You see, I have a particular soft spot for Strangeland, so when I saw Modern Horrors’ own Final Girls were diving into it as part of their listener request month, I knew it was time to revisit the strange world of body modification and Xibalba once again. Here’s why it still rocks.

It’s 90s as fuck

Chat rooms, nu-metal, and mentions of pagers color a script that feels strangely relevant in a world where online dating has become the new norm. Strangeland even thumbs its nose at law enforcement’s inability to keep up with budding technology–a problem that remains true today. It’s 90s AF, but there’s a HD version available on iTunes if it’s been a while since you last revisited it. Or if, for whatever reason, you’ve never seen it all.

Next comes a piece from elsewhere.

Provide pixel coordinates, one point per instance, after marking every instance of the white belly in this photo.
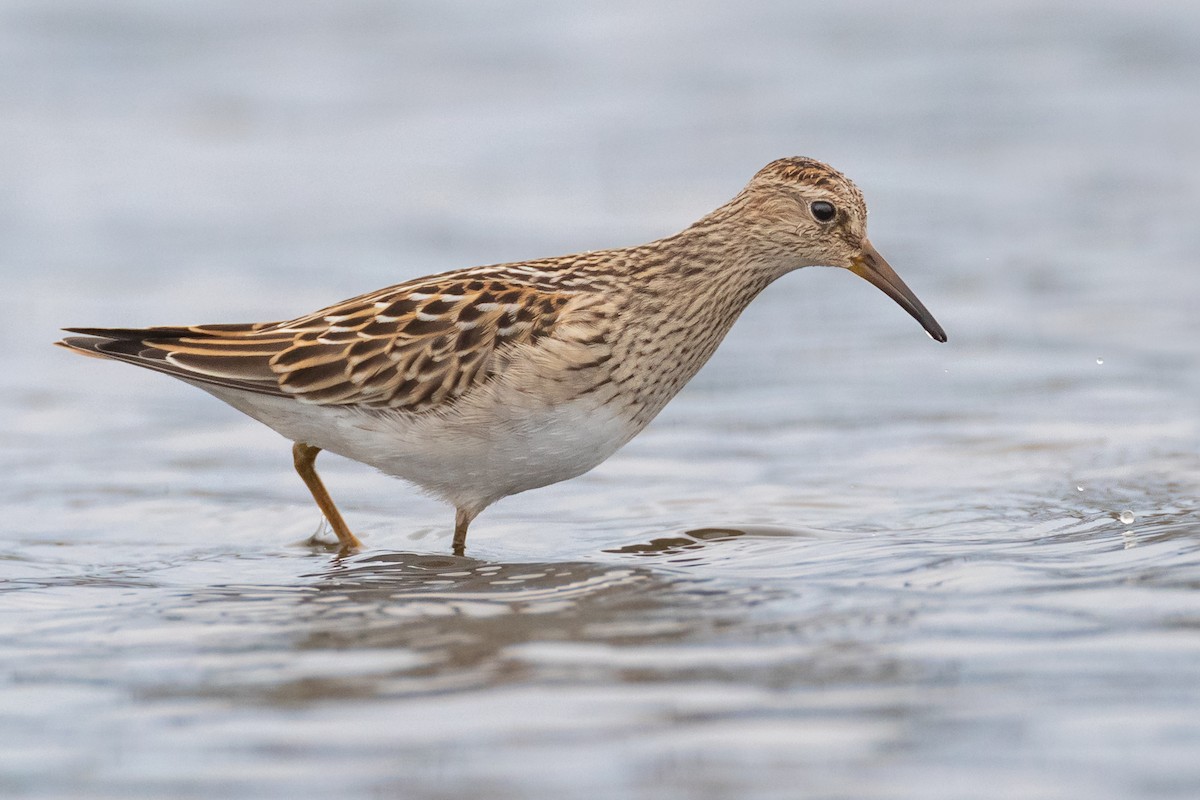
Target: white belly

Dee Snider’s performance is genuinely good

Most of the dialogue is absurd, but Captain Howdy remains a unique, thought-provoking, and, dare I say, poetic figure even in 2019. In fact, his turn as the empathetic Carleton Hendricks is arguably one of the better stints of the film. 

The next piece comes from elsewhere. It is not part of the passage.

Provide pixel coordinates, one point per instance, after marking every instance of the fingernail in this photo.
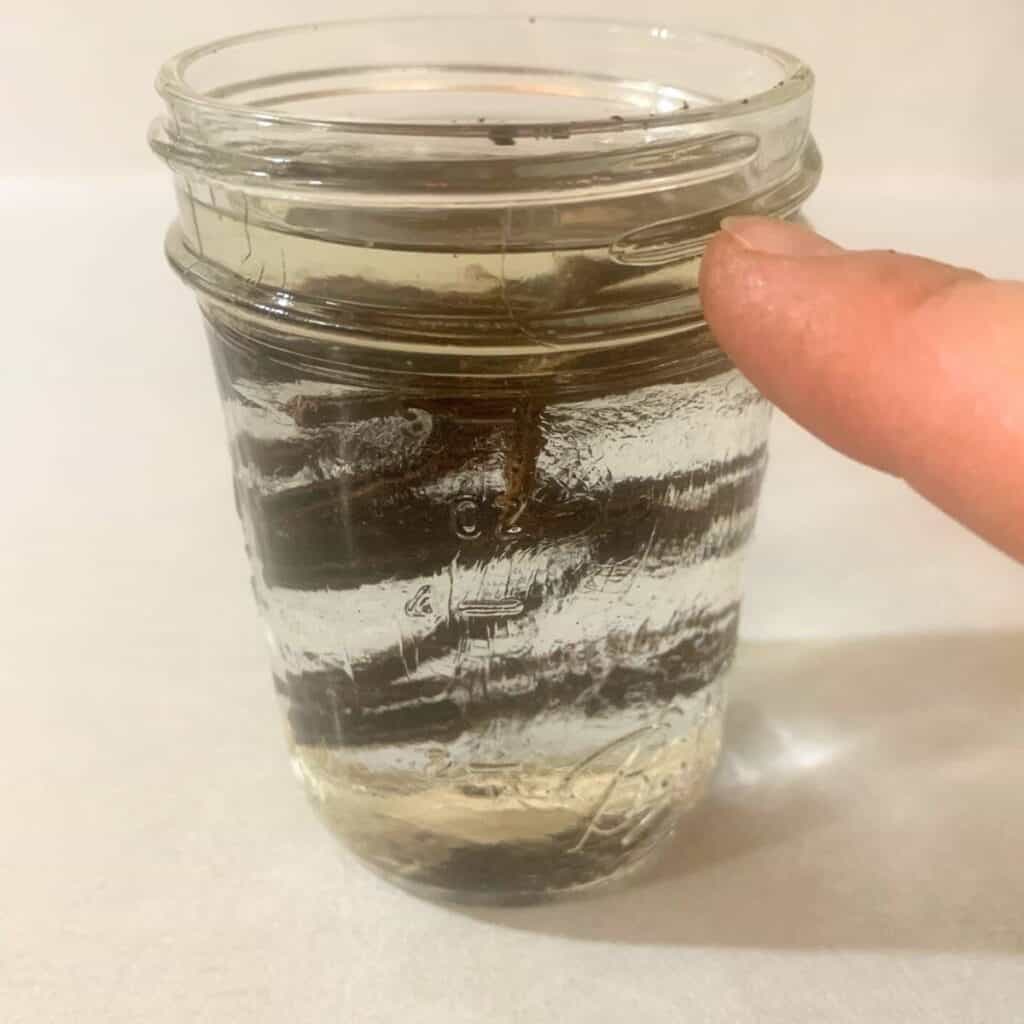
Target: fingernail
(776, 238)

The soundtrack is literally a time machine

Coal Chamber? Bile? Snot? Sevendust? If those names don’t get you amped, then we definitely weren’t friends in middle school. I remember buying the soundtrack to Strangeland back when CD stores still existed in the mall. As you can imagine, I was pretty popular back then.

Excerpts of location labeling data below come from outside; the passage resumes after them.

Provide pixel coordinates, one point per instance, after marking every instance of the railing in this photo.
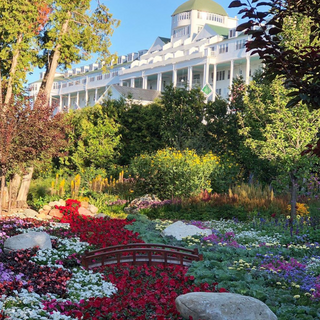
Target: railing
(140, 253)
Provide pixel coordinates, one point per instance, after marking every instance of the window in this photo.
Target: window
(223, 48)
(240, 44)
(220, 75)
(210, 16)
(232, 33)
(183, 16)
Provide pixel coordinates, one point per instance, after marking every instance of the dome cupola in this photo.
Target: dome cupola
(201, 5)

Light on blood. Heavy on strange

So… Robert Englund dances for a marionette of his murdered wife in his underwear. There’s also genital piercing, hardcore suspension, all sorts of weird skin-puncturing sequences, and a good ol’ fashioned lynching. It’s not as extreme as you might remember, but it’s still quite the rush (get it?).

It’s surprisingly large in scale

Strangeland features numerous locations, hundreds of extras, actual fire, and a cast of characters that includes names like Robert Englund, Amy Smart, Robert LaSardo, and Dee Snider himself. It’s safe to say that if the long-rumored sequel/reboot ever comes to fruition, it won’t come close to the original’s reported budget of $1.1M.

Of course there’s plenty that hasn’t aged well. The two lead detectives are relatively bad, and I don’t know how I never noticed that painfully-obvious prosthetic in Captain Howdy’s final battle. But through it all is a film that still means something. 

Snider’s commentary on America’s sensitivity to physical appearance and the dangers of the internet are arguably more relevant today than they were in 1998. Howdy was a bad dude, but he kinda had a point. Right?